この今にもモンスターに食われそうになって喚いている黒猫こそ、このVRMMO『休日の楽園』唯一の獣型アバター、つまりは唯一の非人間型のアバターを選択したプレイヤーなのだった。プレイヤーネームはポチ。
色々あって始まりの街を出たポチは良い昼寝場所を見つけたと思い花畑に駆け込み、そのまま蜜を採取中のパピービーに突撃。攻撃されたと思ったパピービーが仲間を呼んで、今に至っている。ちなみにこのモンスターは攻撃方法が噛み付きだけの低レベルモンスターである。決してボスだったりはしない。
「キューキュー」
一際大きく鳴いたかと思うと、敵はポチに対して一気に攻勢に出た。今まで様子を見るように一匹ずつ攻撃していたのを、二匹、三匹と数を増やしていく。
それに対してポチがしたことは、
『スキル【招き猫】』
そう呟いて前足で空を掻いただけだった。
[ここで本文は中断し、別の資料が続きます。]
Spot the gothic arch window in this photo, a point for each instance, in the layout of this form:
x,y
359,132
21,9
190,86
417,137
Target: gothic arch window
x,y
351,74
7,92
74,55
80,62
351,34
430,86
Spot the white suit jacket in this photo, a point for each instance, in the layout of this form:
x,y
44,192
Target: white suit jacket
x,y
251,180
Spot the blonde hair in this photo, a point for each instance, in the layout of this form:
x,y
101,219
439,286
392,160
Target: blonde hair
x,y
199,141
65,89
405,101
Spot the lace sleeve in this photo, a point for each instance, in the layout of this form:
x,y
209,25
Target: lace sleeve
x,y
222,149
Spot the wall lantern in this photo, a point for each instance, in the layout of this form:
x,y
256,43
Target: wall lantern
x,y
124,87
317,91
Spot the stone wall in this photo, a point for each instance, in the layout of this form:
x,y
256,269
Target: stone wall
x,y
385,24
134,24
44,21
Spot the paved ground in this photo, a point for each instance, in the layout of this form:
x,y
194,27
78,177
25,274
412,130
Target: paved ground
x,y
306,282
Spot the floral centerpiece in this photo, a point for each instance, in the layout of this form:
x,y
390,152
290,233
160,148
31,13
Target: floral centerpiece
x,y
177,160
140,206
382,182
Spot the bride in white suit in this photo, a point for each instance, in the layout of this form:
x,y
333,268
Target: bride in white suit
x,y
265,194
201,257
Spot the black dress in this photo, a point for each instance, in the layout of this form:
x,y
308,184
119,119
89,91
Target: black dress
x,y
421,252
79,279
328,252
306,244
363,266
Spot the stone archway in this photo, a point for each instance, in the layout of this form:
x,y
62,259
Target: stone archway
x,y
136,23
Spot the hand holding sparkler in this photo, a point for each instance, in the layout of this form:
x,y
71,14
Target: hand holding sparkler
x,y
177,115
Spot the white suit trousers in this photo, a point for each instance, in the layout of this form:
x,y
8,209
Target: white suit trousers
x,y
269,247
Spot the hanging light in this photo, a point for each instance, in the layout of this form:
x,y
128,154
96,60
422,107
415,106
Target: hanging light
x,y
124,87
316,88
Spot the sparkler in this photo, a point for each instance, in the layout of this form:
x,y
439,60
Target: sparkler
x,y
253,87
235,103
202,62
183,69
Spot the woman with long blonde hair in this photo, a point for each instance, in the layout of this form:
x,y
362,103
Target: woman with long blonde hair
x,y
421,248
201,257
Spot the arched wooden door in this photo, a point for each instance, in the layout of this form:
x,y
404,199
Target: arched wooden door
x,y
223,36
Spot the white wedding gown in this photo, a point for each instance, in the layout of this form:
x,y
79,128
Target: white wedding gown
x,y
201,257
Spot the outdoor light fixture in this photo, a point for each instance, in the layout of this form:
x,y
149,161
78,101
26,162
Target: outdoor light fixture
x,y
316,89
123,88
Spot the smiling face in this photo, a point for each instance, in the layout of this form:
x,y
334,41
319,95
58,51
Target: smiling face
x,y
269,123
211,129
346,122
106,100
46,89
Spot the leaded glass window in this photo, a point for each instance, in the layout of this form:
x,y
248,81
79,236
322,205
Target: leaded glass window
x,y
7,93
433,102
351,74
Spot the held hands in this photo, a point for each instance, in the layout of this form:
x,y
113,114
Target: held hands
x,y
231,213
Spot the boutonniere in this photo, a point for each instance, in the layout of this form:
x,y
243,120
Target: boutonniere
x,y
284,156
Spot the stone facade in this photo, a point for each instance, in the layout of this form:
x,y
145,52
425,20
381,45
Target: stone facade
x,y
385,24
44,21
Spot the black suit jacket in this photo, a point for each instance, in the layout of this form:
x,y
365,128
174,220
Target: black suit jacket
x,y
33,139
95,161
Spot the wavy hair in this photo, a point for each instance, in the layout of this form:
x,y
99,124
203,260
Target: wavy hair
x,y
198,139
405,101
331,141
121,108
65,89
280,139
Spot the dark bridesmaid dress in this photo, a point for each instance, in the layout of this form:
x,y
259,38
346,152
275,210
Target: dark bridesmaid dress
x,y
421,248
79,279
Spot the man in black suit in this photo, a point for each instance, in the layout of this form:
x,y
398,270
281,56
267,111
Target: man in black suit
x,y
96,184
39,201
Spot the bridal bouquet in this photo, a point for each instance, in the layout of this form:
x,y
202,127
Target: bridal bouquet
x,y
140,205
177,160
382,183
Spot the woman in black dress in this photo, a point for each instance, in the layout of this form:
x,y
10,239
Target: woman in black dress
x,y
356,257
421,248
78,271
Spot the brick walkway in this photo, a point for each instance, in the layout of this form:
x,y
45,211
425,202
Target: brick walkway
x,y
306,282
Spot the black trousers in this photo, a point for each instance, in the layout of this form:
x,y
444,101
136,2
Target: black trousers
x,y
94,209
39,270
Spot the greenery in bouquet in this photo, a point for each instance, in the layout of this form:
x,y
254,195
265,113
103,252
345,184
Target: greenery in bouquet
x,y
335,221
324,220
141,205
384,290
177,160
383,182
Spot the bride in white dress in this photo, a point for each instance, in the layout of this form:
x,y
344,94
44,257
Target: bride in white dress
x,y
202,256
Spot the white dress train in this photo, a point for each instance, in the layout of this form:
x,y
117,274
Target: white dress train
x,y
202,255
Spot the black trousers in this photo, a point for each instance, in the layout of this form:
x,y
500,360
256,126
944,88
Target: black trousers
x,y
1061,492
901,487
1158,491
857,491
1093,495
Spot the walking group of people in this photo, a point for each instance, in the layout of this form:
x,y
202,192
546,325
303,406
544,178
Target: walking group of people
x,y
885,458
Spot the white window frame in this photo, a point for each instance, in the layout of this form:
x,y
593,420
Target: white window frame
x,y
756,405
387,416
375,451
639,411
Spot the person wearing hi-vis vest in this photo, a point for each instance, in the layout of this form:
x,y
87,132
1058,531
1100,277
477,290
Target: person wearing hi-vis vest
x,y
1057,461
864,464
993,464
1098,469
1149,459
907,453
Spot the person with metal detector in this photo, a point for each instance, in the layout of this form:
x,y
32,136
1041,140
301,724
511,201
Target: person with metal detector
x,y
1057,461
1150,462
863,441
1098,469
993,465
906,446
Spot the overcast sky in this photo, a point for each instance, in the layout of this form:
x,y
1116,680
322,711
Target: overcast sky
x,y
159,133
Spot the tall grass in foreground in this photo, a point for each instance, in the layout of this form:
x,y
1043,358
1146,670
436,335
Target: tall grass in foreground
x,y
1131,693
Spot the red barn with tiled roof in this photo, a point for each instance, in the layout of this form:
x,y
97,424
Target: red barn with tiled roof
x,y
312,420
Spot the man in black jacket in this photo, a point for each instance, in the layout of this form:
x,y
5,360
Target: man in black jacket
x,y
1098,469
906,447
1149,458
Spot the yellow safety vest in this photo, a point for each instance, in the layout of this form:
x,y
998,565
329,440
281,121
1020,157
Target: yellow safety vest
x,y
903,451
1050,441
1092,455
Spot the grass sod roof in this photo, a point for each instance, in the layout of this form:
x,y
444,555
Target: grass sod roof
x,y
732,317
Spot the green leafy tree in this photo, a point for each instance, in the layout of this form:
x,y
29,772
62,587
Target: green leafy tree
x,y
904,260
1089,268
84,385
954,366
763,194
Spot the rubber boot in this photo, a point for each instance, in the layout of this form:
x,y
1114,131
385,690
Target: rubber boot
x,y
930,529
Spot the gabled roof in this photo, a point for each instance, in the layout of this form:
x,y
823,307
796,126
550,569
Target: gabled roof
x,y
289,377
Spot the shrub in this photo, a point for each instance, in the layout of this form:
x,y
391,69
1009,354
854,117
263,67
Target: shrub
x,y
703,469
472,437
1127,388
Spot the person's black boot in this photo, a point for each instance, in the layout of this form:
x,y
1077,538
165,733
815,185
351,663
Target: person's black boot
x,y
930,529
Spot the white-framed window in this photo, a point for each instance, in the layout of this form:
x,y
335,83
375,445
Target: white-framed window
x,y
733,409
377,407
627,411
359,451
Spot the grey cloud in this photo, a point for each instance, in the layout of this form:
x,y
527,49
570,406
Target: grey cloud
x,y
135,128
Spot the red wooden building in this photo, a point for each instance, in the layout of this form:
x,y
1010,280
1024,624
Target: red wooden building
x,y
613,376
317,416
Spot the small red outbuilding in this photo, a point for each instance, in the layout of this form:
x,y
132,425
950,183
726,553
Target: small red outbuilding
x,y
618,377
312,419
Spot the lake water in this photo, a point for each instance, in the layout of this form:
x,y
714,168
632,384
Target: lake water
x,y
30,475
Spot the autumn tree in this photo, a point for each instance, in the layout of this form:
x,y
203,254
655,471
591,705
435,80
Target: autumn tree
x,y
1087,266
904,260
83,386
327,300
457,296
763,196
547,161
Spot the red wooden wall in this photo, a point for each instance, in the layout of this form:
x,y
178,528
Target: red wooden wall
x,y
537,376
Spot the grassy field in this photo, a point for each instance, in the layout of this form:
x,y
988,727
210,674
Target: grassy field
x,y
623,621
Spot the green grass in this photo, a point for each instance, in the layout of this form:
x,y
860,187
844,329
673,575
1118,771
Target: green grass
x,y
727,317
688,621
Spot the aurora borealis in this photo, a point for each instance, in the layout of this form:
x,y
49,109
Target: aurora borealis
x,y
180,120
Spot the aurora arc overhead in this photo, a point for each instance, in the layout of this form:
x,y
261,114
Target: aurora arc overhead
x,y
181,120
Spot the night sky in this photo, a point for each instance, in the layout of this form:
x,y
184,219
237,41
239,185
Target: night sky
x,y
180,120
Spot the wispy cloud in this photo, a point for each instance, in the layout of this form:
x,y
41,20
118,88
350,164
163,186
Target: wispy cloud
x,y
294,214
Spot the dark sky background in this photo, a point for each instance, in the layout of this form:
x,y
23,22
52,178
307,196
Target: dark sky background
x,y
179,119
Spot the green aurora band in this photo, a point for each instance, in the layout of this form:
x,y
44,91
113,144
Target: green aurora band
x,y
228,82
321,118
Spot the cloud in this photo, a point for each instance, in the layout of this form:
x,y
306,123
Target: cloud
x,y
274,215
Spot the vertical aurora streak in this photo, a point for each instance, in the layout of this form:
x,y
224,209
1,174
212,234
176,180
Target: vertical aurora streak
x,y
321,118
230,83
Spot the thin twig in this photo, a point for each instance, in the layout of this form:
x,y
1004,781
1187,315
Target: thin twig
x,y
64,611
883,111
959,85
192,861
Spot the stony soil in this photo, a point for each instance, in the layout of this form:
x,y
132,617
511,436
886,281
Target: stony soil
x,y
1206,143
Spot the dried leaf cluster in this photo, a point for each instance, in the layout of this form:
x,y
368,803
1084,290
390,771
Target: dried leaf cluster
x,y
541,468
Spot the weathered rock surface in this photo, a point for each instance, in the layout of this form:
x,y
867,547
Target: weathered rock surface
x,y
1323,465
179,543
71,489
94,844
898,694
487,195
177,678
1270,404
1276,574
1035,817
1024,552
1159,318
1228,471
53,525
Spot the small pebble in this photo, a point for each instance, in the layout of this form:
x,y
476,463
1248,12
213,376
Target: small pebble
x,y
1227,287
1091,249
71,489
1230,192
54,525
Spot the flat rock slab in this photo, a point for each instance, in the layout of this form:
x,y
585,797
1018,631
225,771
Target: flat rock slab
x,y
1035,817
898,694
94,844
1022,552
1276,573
見ている者がいたら、避けろ、と叫んでいるような状況を分かっていないかのような行動だった。次の瞬間、突進によって倒されるポチの姿は……なかった。
何故か、飛んでいた他のパピービーが突撃する別のパピービーの進路上に飛び出して同士討ちしてしまったのだ。それはまるでいきなりポチの方へ引き付けられたかのような、急な軌道を描いての割り込みだった。
その良く分からない状況に、知能も低い昆虫型モンスターであるパピービーの動きが止まる。
『スキル使わないとやっぱり無理そうだ』
ポチのその一言は傍から聞いていたら、ただ「ニャー」と言っているようにしか聞こえなかったけれど、それでもその瞬間ポチの雰囲気が変わったのは分かっただろう。パピービーもそれは分かったが、逃げるという考えを持てるほどに知能は高くなかった。
良く分からないと結論付けた蜜蜂たちは、自分よりも小さい生き物を捕食しようと何も考えず突撃を再開した。それが悪手だとも知らずに。
***
『はあ、これでやっと寝れそうだ』
ポチはため息とともにそう言うと、暖かな太陽な光を感じながら花畑の中で丸くなった。
周囲には死亡エフェクトの光をまき散らしながら消えていくパピービーが、頭と胴体とに断ち切られて落ちていた。
ポチが丸くなって数秒、静かになった花畑には風が花を揺らす音と、小さな寝息だけが響いていた。
お読みいただきありがとうございました。